When Foxxy, Spanky, and Wooldoor arrive to ask for help, the Suck My Taint Girl reveals herself to be a fan of the fictional, in-universe Drawn Together TV series, and informs them that the way to get back on the air is the get a point in Make-A-Point Land. She informs Foxxy that if she can assemble the rest of the group, she will lead them to Make-A-Point-Land. Foxxy agrees and manages to round up everyone except Clara, who has been killed. The Suck My Taint Girl is saddened by Clara's death, but agrees to take the group to meet the Make-A-Point wizard.

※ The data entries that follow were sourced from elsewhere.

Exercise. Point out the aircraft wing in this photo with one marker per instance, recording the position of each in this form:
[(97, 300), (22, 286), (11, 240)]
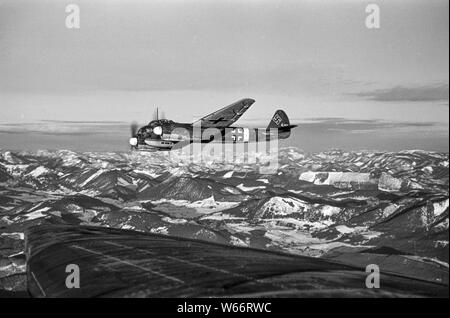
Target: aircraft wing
[(226, 116)]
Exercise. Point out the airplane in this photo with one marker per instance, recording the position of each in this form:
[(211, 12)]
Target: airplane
[(164, 134)]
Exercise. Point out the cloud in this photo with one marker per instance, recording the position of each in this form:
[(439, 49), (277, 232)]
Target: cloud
[(439, 92)]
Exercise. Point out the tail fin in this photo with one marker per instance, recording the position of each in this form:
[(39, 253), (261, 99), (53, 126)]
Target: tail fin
[(279, 120)]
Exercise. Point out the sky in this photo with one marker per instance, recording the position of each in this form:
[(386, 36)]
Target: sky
[(315, 59)]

It is later revealed that the Suck My Taint Girl was the one who tricked them, and in fact, hates Drawn Together, as well as being in a relationship with the Network Head. She declares that she has no intention of letting the housemates get their timeslot back. She is eventually erased when they drop the detonator for the eraser bomb under the Network Head's coat is dropped and set off, erasing the entirety of Make-A-Point-Land, along with the Jew Producer and the Wizard. The housemates make it out just in time.

=== Molly ===
Molly is a dead, young woman who appears as Captain Hero's "love interest" in The Drawn Together Movie: The Movie!. It is unknown if Molly is in fact the woman's real name, or if Captain Hero made it up for her. Hero believes that Molly is in fact alive and returns his affections, but the rest of the cast (especially Xandir) know she is dead and just another victim of Hero's strange sexual behaviors.